Le responsable des relations avec la presse du DHS a confirmé lundi dans un communiqué être au courant de ces attaques informatiques qui, selon le Washington Post, auraient notamment ciblé son ministère. «Si quiconque a des informations supplémentaires liées aux cyberintrusions, merci de contacter CISA à central@cisa.gov», a-t-il ajouté.

Mise à jour d'un logiciel

Selon le groupe de sécurité informatique FireEye, lui-même victime de cyberattaques la semaine dernière, des gouvernements et des entreprises du domaine du conseil, de la technologie et de l'énergie ont été ciblés en Amérique du Nord, en Europe, en Asie et au Moyen-Orient. Aux Etats-Unis, en plus du DHS, les départements du trésor et du commerce ainsi que plusieurs agences fédérales auraient été touchés, selon des informations de presse.

Les pirates ont infiltré les systèmes informatiques de ces différentes entités, profitant d'une mise à jour d'un logiciel de surveillance développé par l'entreprise SolarWinds et utilisé par des dizaines de milliers d'entreprises et d'administrations dans le monde.

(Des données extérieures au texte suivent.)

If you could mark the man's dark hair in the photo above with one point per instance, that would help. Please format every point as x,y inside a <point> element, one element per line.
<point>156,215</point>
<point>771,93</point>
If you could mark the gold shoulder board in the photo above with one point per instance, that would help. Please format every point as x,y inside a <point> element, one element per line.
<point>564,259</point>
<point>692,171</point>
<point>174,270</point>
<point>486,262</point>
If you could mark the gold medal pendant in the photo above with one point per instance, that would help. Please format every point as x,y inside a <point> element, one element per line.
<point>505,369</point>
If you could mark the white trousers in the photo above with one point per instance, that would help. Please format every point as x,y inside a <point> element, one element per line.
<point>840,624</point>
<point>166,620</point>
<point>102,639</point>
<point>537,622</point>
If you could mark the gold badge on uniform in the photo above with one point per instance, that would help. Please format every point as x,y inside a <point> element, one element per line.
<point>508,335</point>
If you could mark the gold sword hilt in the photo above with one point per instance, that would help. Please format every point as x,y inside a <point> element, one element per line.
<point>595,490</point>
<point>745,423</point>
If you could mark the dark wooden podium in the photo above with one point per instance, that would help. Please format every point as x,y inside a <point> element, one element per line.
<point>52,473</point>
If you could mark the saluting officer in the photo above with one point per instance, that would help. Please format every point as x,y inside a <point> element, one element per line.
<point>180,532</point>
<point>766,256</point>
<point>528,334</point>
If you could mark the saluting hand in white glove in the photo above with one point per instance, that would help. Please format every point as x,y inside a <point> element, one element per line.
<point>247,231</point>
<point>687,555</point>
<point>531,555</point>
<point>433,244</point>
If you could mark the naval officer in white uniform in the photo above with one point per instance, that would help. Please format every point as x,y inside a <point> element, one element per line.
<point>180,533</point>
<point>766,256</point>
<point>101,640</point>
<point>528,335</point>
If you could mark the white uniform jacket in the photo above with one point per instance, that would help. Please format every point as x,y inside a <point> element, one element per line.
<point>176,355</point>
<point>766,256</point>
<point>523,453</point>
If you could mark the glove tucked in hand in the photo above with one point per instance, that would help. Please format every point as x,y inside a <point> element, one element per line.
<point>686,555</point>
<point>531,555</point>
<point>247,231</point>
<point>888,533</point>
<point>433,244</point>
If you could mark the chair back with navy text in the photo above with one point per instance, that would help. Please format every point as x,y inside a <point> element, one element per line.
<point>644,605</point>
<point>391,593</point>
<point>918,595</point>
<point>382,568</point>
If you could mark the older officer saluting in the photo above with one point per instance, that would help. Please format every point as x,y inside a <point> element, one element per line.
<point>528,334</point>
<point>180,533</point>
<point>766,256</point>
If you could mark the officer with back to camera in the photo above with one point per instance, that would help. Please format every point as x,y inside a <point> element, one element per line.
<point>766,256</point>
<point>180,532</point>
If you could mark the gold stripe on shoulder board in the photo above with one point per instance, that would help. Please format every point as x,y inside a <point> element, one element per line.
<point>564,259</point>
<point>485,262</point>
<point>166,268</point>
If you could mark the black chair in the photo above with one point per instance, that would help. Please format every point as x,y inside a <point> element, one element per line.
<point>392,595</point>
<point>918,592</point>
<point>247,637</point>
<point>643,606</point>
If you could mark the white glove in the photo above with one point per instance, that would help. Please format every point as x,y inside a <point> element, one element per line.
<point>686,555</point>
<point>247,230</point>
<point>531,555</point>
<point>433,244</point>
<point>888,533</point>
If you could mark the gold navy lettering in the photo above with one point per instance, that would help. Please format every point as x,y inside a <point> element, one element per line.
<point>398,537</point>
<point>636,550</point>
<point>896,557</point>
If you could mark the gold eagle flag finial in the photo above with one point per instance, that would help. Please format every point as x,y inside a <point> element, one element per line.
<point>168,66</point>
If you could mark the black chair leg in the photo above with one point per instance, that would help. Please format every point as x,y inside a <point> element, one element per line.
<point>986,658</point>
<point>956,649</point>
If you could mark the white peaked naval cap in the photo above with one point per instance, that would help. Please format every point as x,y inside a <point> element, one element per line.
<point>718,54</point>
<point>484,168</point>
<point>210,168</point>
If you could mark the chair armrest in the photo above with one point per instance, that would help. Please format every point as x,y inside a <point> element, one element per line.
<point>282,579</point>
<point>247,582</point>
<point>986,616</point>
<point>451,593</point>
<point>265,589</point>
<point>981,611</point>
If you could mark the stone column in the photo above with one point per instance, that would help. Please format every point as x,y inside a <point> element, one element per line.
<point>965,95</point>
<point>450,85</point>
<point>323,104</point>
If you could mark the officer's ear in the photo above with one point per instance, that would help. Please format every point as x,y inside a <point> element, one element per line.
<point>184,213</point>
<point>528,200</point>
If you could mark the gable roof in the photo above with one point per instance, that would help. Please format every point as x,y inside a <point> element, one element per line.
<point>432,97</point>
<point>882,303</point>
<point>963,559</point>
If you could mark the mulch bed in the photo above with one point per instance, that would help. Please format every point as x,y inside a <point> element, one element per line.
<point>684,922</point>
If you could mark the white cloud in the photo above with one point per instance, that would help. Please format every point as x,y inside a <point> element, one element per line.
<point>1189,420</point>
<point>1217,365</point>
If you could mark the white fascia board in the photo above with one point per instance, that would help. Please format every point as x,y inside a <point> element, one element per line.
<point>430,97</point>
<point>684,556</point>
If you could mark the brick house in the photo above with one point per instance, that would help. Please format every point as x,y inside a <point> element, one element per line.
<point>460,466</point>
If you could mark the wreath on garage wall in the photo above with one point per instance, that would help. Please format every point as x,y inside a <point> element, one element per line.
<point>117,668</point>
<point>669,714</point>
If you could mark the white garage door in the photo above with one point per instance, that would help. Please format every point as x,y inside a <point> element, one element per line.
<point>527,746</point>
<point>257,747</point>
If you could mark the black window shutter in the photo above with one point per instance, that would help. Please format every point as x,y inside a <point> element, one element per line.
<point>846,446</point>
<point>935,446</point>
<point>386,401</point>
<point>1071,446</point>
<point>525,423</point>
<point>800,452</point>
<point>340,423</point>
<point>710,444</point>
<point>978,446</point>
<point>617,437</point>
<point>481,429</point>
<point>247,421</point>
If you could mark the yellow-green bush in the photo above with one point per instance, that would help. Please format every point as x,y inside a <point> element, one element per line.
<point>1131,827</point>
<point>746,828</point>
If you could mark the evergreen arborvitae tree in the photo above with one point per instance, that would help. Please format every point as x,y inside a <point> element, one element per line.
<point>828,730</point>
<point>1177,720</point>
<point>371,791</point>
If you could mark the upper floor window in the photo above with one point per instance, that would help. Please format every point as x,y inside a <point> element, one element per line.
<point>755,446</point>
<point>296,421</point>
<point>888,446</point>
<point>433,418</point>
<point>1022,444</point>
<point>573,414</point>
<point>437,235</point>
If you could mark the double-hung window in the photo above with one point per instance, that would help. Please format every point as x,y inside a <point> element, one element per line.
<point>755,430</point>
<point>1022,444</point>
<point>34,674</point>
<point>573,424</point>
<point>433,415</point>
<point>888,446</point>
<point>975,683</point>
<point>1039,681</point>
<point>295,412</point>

«Cette campagne a possiblement débuté dès le printemps 2020 et se poursuit à l'heure actuelle», a indiqué FireEye dans un article de blog, qui précise que les cybercriminels ont tenté d'infiltrer l'ensemble des réseaux de leurs cibles et de voler des données. Les contenus que les pirates ont cherché à dérober et l'éventuel succès de leurs tentatives ne sont pas connus à ce jour.

Les méthodes employées portent en revanche la marque d'un acteur étatique, croit savoir Microsoft, qui mène également l'enquête sur ces attaques. «Nous pensons qu'il s'agit d'une opération menée à large échelle par un État-nation, visant à la fois le gouvernement et le secteur privé», a estimé le géant informatique dans un article de blog.

Si Microsoft s'est gardé de nommer un pays, plusieurs médias américains ont pointé du doigt le groupe russe «APT29», également connu sous le nom de «Cozy Bear». Selon le Washington Post, ce groupe fait partie des services de renseignements de Moscou. Il avait déjà piraté l'administration américaine pendant la présidence de Barack Obama.